Oliver Heer était le premier skipper alémanique à participer au Vendée Globe. Il est désormais le premier à avoir terminé l’épreuve, depuis qu’il a rejoint lundi les côtes vendéennes et bouclé en 99 jours, 5 heures et 27 minutes son tour du monde en solitaire, sans escale et sans assistance.
Certes loin derrière Justine Mettraux et Alan Roura, avec sa 29e place au classement, le navigateur de TUT GUT., lui aussi finisher, n’est pas moins méritant. Surtout que son aventure avait un but scientifique, Heer ayant été impliqué comme 24 autres skippers dans un programme mené par l’UNESCO, le Vendée Globe et la classe IMOCA.
Celui-ci vise à collecter des données essentielles, notamment dans les zones peu fréquentées, comme les mers du Sud. Il ambitionne aussi de faire progresser la recherche océanographique et les modèles de prévisions météorologiques.
Oliver Heer était le seul des trois concurrents helvétiques mêlé à ce projet. Justine Mettraux et Alan Roura n’y ont en effet pas participé. «Il s’était posé la question. En fait, on s’y est pris un peu tard. Et le temps que l’on se manifeste, tout avait déjà été attribué», avait soufflé à watson Allyson Mousselon, team manager du Genevois, lorsqu’on lui avait demandé en novembre dernier pourquoi Roura ne faisait pas partie du programme.
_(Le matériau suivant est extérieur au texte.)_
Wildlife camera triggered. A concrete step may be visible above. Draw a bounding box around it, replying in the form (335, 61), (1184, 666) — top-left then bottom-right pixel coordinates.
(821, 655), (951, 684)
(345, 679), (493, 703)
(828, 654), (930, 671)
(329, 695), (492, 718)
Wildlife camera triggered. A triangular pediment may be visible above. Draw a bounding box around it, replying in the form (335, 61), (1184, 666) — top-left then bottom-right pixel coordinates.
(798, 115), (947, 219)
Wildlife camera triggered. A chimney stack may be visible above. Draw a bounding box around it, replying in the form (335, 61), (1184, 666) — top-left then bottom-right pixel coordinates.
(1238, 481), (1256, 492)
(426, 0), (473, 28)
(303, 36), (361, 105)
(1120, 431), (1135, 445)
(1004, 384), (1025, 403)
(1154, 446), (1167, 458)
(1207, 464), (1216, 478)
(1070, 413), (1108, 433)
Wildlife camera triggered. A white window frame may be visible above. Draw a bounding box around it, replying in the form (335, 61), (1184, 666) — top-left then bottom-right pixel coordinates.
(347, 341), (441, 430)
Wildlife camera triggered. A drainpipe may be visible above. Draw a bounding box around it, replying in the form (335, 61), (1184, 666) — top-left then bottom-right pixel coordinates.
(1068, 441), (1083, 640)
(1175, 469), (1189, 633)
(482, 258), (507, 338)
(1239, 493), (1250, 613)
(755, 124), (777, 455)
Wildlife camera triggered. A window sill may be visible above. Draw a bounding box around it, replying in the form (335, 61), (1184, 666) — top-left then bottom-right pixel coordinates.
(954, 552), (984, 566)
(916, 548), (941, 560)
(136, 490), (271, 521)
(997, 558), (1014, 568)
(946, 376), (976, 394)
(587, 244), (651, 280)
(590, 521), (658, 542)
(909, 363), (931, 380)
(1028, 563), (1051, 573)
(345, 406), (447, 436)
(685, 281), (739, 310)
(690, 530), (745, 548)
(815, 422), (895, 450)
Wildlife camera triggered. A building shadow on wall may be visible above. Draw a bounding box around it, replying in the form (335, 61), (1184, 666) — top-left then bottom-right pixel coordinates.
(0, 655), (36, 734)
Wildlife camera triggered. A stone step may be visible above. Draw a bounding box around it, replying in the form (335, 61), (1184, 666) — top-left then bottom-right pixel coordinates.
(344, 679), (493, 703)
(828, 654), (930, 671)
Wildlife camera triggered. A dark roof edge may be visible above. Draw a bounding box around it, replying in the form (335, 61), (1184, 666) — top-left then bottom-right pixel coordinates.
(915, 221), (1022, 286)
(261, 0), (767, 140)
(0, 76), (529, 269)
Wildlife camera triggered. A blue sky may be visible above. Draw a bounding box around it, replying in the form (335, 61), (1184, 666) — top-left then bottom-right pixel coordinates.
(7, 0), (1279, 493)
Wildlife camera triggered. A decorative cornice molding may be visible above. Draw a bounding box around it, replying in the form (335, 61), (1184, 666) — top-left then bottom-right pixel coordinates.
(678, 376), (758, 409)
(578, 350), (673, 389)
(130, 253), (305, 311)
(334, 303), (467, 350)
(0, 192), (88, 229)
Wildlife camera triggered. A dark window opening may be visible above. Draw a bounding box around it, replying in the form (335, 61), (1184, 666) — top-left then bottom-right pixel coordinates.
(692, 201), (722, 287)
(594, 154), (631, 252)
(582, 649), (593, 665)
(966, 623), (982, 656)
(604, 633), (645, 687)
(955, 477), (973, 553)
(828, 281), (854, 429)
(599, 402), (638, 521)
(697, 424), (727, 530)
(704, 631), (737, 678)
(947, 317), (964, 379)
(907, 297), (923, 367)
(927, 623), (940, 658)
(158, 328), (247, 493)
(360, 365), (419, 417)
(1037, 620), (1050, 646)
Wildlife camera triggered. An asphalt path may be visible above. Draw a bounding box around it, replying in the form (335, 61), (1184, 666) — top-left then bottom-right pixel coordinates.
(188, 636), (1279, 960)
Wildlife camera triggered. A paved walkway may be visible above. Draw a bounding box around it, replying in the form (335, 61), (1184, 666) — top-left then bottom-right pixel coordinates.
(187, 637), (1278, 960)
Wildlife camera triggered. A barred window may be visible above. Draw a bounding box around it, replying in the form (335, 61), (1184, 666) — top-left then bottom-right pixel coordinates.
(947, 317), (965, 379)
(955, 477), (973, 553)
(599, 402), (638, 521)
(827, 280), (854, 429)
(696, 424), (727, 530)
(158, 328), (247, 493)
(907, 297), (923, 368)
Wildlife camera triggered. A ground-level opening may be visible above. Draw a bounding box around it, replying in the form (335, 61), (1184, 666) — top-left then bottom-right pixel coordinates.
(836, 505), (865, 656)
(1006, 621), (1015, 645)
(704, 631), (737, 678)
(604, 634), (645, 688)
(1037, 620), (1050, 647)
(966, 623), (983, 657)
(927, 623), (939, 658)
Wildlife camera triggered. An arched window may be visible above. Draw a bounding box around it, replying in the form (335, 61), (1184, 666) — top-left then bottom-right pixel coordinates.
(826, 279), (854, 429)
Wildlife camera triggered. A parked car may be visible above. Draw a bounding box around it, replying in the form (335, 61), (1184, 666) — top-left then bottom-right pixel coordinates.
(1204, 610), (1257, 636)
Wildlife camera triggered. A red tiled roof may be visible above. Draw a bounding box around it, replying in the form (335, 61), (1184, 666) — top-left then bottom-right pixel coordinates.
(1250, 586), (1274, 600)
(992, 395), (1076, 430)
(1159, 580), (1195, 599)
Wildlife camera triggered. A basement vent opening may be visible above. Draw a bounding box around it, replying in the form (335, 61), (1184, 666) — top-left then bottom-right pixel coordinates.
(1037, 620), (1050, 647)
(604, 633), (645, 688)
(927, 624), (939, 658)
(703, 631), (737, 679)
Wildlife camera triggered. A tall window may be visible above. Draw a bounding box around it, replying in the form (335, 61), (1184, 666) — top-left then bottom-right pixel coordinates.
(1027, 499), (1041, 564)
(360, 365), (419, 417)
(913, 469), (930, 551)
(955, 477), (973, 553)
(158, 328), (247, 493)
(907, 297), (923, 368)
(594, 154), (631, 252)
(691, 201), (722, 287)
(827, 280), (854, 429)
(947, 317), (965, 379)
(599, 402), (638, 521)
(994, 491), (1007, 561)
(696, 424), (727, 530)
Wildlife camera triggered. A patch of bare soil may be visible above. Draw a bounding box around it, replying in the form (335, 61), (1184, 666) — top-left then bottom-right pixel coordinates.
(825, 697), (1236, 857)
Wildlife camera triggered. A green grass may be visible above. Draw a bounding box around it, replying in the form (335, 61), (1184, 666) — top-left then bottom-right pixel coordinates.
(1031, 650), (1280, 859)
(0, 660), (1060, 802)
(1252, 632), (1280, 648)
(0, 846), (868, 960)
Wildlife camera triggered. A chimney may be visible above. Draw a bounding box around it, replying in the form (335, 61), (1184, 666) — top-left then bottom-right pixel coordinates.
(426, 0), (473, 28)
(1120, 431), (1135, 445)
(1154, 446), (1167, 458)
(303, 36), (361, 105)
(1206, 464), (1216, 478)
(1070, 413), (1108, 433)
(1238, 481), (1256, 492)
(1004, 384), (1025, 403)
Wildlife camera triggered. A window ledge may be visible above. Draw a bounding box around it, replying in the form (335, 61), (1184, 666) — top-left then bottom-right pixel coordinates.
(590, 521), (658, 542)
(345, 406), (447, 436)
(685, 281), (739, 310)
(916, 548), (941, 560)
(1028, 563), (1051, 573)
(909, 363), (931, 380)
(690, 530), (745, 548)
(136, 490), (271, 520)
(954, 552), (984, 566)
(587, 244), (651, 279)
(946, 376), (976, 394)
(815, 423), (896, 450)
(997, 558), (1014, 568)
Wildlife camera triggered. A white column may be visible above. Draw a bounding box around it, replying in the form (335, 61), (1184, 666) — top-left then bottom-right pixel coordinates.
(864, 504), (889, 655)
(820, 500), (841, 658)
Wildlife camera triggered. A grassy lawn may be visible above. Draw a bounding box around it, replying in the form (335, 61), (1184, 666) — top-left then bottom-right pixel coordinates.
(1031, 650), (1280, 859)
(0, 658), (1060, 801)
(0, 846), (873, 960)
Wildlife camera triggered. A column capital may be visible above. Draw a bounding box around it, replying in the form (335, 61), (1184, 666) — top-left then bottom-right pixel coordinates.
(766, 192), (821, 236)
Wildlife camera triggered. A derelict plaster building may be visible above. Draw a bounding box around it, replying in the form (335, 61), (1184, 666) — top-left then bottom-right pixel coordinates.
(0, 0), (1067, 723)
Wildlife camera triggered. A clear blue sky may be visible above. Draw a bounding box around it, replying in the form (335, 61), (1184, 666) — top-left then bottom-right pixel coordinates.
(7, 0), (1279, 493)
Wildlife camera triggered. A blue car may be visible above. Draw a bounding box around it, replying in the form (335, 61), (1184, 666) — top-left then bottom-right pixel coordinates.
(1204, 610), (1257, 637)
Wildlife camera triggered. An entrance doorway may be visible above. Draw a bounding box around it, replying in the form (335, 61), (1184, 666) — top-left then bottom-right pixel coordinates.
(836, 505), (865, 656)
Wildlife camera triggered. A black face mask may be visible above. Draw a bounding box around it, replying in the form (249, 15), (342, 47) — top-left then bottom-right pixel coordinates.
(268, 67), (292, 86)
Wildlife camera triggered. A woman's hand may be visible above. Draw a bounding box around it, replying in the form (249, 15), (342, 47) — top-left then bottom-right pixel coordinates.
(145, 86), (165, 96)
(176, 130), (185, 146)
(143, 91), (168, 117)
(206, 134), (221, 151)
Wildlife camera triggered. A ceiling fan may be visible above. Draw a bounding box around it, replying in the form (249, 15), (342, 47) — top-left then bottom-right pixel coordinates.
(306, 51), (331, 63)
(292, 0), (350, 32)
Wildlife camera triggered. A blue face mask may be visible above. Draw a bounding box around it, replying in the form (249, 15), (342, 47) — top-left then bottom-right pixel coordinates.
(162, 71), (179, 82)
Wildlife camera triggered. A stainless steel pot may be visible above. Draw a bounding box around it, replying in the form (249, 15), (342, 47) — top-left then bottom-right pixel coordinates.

Heer, lui, était pleinement engagé, puisqu’il a embarqué avec lui deux équipements de pointe. D’abord un flotteur Argo de 20 kilos, fourni par l’Institut français de recherche pour l'exploitation de la mer, que le Suisse a largué au milieu de l’Atlantique Sud. Il dérive désormais à l’Ouest selon les données des moniteurs.
Il s’agit d’un «robot autonome, équipé de capteurs pour mesurer la température et la salinité de l’eau jusqu’à 2 000 mètres de profondeur», indique dans un communiqué l’organisation du Vendée Globe. Elle ajoute que les flotteurs Argo sont essentiels pour améliorer «les connaissances sur le réchauffement climatique ou les courants marins». Ils sont toutefois peu nombreux dans certaines régions du globe.
Le skipper de TUT GUT. avait aussi avec lui un rare OceanPack fourni par le Swiss Polar Institute, un centre composé de l’EPFL, de l’ETH Zurich et de l’Université de Berne. L’outil a permis de surveiller la température de l’eau, la salinité, la teneur en chlorophylle, la concentration en CO2 et la pression atmosphérique, sans qu’Oliver Heer n’ait à transporter des échantillons. Le dispositif se voulait précieux à proximité de l'Antarctique.
«L’environnement extrême de l’océan Austral recèle encore de nombreux mystères, notamment en ce qui concerne son rôle de puits de CO2 atmosphérique. Grâce à ces nouvelles mesures, nous serons en mesure d’en percer certains», estimait le Professeur Nicolas Gruber de l’Ecole polytechnique fédérale de Zurich, l'un des trois scientifiques au chevet du navigateur, avant le grand départ. Les données recueillies ont été validées puis partagées avec les spécialistes du monde entier.
Ce qu'en pense Oliver Heer? Pour lui, il n'était pas question de s'en aller à l'autre bout du monde uniquement pour l'aspect sportif ou la quête d'aventure. «J’ai pu constater de mes propres yeux que certains de nos océans sont dans un état de santé désastreux et que nous devons faire quelque chose pour y remédier. Mais pour agir, nous devons d’abord comprendre la situation. Et c’est là que nous intervenons», avait-il déclaré à la naissance du projet.
Sauf que son implication est allée encore plus loin, puisque son odyssée a permis à la Swiss Polar Class de créer une nouvelle série de modules pédagogiques destinés aux écoles primaires. Des élèves ont ainsi appris à mieux connaître les océans tout en suivant le parcours du Suisse, qui a régulièrement donné de ses nouvelles aux écoles participantes. Si tous les navigateurs du Vendée Globe sont braves, nul doute que dans certaines classes, Oliver Heer est le plus grand de tous ces héros.